At that point there was still hope. Because the best candidate, and the one whom Tory voters around the country overwhelmingly supported, was still in the race. Her name: Kemi Badenoch. She’s 42 and, for all her smarts and maturity, has an energy and charm that make her seem even younger. Born in the U.K. but raised mostly in Nigeria (where her grandfather was a Methodist clergyman) and the U.S. (where her mother was a psychology professor), she returned to Britain in her teens, working at McDonalds and as a software engineer before attending law school and then advancing from one impressive position to another in the financial sector. She entered Parliament in 2015. An admirer of Churchill and Thatcher, she was a fervent Brexit supporter and is an outspoken critic of identity politics; she roundly dismisses the left’s oikophobic tub-thumping about British colonialism and views some feminists’ hysterical eagerness to cry “sexual harassment” as a sign that Britain has grown more “puritanical” over the years.

Since Badenoch is black, Labourites give her much the same treatment that like-minded Americans give to Larry Elder, Clarence Thomas, and Candace Owens. One humorless left-wing comic, for example, called her “a marionette of the establishment.” But Badenoch punches back twice as hard , rejecting the concept of “white privilege,” calling on leftist opponents to stop serving up “confected outrage” about race, and denouncing “the teaching of contested political ideas,” such as Critical Race Theory, “as if they are objective fact.” “I grew up in Nigeria,” she has said. “I don’t need people whose only experience of being black is being an ethnic minority in the U.K. to tell me what that means.” And when one interviewer brought up purported Tory racism, she shot back: “The prejudice that I encounter is always from the left.”

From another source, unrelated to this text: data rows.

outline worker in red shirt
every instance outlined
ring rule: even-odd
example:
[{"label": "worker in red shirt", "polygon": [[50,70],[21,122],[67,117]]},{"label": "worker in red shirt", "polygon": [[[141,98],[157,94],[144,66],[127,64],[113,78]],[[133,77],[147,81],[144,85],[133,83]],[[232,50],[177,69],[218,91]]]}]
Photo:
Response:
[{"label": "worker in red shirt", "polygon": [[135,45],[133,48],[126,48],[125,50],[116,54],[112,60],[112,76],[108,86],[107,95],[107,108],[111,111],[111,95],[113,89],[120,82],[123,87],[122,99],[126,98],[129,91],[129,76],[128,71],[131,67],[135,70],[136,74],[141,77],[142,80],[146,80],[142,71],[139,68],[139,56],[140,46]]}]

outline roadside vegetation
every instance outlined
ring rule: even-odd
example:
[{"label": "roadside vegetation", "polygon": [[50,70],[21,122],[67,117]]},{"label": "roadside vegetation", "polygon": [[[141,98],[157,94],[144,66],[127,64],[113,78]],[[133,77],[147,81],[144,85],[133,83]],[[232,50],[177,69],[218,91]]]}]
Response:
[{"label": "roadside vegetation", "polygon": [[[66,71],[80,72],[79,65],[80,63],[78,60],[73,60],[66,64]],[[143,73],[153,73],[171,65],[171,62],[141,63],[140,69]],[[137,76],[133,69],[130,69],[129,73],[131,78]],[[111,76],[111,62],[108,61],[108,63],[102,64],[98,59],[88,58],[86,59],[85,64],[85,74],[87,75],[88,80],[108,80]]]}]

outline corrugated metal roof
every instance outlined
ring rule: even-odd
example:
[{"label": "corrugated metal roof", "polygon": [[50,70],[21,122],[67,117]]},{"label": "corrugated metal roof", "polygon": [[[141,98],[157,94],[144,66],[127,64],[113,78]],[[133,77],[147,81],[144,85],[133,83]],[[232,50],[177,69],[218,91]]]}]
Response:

Briefly put, she’s incredibly smart, broadly knowledgeable, articulate, self-possessed, and gutsy – a no-nonsense expounder of good old-fashioned British common sense. In debate, she shines in a way that brings Mrs. Thatcher to mind. So, given that the Tory establishment is essentially Labour lite, nobody expected her to be the last person standing when the game of musical chairs was over. She fell out of the competition after the fourth vote, on July 19; the next day, happily, Trade Minister Penny Mordaunt, a slavish advocate of gender ideology, authoritarian hate-speech legislation, and other progressive rubbish, was voted off the island. And this left two hopefuls to place before the nation’s Conservatives: former Chancellor of the Exchequer Rishi Sunak and Foreign Secretary Liz Truss.

About which one can only say, as nobody says in the U.K., meh. Sunak, the son of Africa-born Punjabi Hindus, who was Boris’s wingman before becoming his Brutus (and whose campaign slogan, “Ready for Rishi” – with the final “i,” on his official logo, serving also as an exclamation point – recalls the “Jeb!” fiasco), is notorious for his love of high taxes; Truss, a daughter of far-left parents who looks like a female British PM from Central Casting, is, or at least was, a Remainer, although she’s supposedly better on taxes than Sunak. Both are Oxford grads. (Kemi went to the universities of Sussex and London.) While both seem eager to avoid the issue of Muslim grooming gangs, Truss announced on July 27 that she’d outlaw wolf-whistling on public streets.

One can only hope that whichever one of them wins will appoint Kemi Badenoch to a top cabinet post. If you believe in omens, by the way, the first TV debate between Sunak and Truss, which took place on July 26, wasn’t promising: while Truss was answering a question, the host, Kate McCann, fainted (probably from boredom), causing a loud offscreen clatter. Truss, who’d been talking about standing up to Putin, looked aghast and useless; she stood there stock still for a couple of seconds before her political instincts kicked in and she slowly and uneasily made her way over to McCann. So much for standing up to Putin.